We expect the low-rate environment to last for years which should benefit the sector mix of the US. Earnings in the US held up the best during the pandemic and show little sign of letting up going forward. The US has seen the highest proportion of earnings upgrades within all MSCI regions. US corporates are spending more on capital expenditure this year yet they are also raising shareholder yield. Dividends and buybacks in the US are providing stable income.
Europe does benefit as a catch-up play on the reopening, and we favour some cyclicals within the region. The European industrials complex is the most attractive and we favour Germany, France and Sweden given that view. We are more cautious on Financials which will suffer from less investment banking revenue in Europe vs their US counterparts.
Mark Schumann, portfolio manager of European equities
The valuation gap to the US market is to a certain extent also a function of a lower proportion of highly valued growth sectors such as technology. This valuation gap still persists and has not really narrowed yet.
The most likely scenario in which European stocks would continue to outperform US stocks probably requires a more sustained earnings growth trajectory in value and cyclical sectors such as financials, commodities and cyclical industrials and would likely coincide with higher yields and a steeper yield curve.
At this point, we do not have a strong view on the expected relative performance of Europe relative to the US. The next phase of economic recovery is likely to be considerably driven by consumer spending.
However, the valuation discount along with a likely continued global economic recovery will be supportive for Europe. Adding up the gives and takes leaves risk and reward neutral.

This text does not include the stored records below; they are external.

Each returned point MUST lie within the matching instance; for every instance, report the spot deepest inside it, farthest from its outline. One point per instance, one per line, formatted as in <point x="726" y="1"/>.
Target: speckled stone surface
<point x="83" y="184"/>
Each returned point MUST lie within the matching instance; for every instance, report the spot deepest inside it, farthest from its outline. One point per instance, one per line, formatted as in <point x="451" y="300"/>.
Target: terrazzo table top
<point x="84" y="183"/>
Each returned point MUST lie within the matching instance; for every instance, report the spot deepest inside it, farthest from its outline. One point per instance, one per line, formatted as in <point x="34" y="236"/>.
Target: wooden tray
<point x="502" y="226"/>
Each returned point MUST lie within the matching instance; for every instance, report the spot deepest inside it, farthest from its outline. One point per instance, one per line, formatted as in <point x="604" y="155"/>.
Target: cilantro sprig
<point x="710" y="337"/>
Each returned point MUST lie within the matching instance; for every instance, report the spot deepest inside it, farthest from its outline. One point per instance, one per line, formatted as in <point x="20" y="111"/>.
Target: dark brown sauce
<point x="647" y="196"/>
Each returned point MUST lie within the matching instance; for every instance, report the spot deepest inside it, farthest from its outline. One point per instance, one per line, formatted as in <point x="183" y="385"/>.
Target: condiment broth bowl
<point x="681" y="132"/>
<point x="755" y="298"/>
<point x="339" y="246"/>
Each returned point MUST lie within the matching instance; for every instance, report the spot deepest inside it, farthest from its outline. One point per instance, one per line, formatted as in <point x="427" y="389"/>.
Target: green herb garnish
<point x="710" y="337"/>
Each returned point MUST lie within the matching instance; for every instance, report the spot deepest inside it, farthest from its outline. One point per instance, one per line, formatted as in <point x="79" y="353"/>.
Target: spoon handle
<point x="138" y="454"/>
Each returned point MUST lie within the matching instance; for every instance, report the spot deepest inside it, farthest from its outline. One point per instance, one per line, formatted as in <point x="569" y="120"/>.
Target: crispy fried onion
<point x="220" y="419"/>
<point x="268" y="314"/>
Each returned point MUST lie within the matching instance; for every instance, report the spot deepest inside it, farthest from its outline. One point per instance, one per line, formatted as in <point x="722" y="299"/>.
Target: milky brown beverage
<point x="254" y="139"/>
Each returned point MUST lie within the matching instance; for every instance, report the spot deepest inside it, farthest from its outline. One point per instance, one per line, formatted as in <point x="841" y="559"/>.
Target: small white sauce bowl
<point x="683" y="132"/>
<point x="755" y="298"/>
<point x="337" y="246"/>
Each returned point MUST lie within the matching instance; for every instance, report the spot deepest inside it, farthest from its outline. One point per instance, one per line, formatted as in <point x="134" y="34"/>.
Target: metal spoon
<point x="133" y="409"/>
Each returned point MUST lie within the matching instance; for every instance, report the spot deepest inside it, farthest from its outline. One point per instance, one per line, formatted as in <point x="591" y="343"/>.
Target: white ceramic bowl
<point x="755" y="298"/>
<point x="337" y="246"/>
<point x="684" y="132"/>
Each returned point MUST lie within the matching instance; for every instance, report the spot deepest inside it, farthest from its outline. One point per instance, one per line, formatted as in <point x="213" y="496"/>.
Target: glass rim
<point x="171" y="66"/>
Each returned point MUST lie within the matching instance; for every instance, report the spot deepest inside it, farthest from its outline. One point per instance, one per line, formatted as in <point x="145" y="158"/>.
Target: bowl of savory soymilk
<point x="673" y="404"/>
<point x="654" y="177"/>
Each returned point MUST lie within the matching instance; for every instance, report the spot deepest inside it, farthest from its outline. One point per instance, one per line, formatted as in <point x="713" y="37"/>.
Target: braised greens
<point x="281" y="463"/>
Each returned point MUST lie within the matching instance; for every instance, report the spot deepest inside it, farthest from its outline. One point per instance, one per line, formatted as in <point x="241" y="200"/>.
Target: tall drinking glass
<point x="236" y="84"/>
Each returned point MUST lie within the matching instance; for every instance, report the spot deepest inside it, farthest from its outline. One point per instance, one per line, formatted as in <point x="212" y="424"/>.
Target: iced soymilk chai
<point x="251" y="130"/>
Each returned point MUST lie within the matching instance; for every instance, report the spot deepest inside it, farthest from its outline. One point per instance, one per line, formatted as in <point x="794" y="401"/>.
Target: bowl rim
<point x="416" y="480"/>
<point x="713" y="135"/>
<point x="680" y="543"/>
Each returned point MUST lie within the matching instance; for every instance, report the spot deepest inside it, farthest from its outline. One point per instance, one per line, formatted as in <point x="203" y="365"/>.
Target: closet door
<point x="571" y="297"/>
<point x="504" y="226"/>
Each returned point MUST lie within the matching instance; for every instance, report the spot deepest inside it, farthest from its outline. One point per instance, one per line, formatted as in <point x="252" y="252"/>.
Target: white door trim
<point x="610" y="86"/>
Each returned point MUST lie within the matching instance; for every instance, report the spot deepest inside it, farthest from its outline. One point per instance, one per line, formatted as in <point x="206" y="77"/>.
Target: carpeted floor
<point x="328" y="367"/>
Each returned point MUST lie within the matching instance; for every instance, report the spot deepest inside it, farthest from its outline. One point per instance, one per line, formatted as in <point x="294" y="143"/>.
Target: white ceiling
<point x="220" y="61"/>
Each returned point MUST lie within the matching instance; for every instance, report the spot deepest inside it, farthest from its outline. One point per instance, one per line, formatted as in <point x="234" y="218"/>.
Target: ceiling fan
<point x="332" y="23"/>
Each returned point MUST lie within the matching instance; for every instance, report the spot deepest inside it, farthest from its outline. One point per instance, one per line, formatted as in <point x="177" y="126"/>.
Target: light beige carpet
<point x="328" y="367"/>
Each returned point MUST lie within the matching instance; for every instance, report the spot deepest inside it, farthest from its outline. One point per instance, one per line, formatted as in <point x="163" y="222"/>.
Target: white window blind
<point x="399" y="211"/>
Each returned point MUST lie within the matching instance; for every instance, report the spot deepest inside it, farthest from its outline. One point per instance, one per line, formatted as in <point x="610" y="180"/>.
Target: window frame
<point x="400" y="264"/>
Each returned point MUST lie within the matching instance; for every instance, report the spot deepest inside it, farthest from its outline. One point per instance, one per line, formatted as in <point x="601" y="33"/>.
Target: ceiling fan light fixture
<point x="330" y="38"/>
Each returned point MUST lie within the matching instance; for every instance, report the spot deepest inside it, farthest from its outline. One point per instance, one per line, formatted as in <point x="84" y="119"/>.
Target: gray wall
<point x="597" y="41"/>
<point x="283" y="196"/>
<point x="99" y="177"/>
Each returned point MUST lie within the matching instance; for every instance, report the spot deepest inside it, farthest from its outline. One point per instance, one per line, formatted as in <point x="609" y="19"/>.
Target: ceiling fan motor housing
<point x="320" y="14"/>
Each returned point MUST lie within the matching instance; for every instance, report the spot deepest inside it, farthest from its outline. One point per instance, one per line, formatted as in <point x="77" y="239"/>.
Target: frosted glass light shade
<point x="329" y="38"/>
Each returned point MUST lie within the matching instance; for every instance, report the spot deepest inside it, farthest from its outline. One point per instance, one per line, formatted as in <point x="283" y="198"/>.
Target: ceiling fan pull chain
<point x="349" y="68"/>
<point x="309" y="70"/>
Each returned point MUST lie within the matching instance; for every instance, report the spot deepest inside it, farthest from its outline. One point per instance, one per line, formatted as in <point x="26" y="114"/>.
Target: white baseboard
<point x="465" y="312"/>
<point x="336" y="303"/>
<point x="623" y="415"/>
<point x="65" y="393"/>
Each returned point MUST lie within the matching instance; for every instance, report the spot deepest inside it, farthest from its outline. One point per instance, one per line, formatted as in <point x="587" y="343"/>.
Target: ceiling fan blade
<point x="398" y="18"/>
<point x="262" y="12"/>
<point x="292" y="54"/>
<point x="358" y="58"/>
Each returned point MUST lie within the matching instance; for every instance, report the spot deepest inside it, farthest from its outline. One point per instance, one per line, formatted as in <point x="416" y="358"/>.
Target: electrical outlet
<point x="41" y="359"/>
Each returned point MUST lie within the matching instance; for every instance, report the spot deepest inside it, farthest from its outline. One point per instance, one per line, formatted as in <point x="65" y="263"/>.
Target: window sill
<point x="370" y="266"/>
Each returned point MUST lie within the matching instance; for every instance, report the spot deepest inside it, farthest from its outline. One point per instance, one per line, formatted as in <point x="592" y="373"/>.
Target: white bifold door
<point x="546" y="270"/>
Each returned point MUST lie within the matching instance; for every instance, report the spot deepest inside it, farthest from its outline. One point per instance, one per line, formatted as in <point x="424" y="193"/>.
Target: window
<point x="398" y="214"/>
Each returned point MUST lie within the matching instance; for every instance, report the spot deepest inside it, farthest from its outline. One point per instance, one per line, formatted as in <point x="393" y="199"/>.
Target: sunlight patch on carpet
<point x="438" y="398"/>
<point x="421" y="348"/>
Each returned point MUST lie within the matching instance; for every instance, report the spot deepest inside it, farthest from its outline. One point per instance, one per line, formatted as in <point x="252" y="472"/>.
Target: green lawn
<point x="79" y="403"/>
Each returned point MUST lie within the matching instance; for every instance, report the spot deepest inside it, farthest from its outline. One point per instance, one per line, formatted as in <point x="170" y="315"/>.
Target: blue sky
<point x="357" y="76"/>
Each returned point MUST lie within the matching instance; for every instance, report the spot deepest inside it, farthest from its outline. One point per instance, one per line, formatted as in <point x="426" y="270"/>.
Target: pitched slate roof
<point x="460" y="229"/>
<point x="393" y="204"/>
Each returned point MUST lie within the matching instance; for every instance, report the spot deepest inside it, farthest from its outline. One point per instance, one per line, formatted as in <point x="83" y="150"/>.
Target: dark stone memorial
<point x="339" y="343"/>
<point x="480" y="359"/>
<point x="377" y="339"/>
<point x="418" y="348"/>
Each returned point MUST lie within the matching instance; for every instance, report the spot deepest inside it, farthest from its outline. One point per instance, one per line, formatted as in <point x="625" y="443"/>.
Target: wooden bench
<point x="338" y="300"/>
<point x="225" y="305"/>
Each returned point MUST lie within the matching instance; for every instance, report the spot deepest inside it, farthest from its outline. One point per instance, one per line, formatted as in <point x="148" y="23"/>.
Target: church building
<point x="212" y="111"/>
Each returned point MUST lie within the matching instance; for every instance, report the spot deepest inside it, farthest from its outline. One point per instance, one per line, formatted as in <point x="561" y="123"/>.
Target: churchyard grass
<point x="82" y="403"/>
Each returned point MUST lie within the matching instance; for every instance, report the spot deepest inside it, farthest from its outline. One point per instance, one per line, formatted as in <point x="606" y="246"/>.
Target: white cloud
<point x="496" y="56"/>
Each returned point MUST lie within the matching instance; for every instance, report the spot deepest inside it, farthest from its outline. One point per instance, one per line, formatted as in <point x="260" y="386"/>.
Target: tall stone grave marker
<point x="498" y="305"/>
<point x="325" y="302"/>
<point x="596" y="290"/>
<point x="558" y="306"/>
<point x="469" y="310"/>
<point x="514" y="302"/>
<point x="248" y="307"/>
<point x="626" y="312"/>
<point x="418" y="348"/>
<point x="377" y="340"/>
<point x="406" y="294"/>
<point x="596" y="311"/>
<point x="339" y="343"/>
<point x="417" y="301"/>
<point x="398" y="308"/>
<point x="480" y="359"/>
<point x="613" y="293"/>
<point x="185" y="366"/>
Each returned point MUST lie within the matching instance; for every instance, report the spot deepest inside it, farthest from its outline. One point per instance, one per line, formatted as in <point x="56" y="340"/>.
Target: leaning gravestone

Finally, EU legislation is providing a very benign backdrop for companies exposed to the strong trend towards carbon emission reduction. Companies benefiting from this can be found in Building Materials (Insulation), Automotive (Electrification) and Renewable Energy sectors.
David Chao, global market strategist, APAC ex Japan
I believe that European equities will outperform US equities over the near term underpinned by strong corporate earnings as the EU economy continues to reopen and the valuation gap narrows.
Meanwhile, fundamentally, the potential for economic growth is still very material since the region has lagged behind China and the US in economic recovery. Lagged recovery means corporate earnings growth could be underestimated. Despite growth peaking in a number of US and Chinese activity indicators, growth is likely to stay above trend in the final four months of the year for Europe, supported by both strong consumption and capital expenditures. Strong Purchasing Managers' Index (PMI) numbers suggest the Eurozone growth is expected to outpace that of the US in the coming quarters.
Besides, EU monetary policy should remain supportive of European risk assets for a longer period of time compared to the US. Symmetric target of 2% inflation is clearer and means there is still ground to cover before inflation can be at 2% in a stable manner.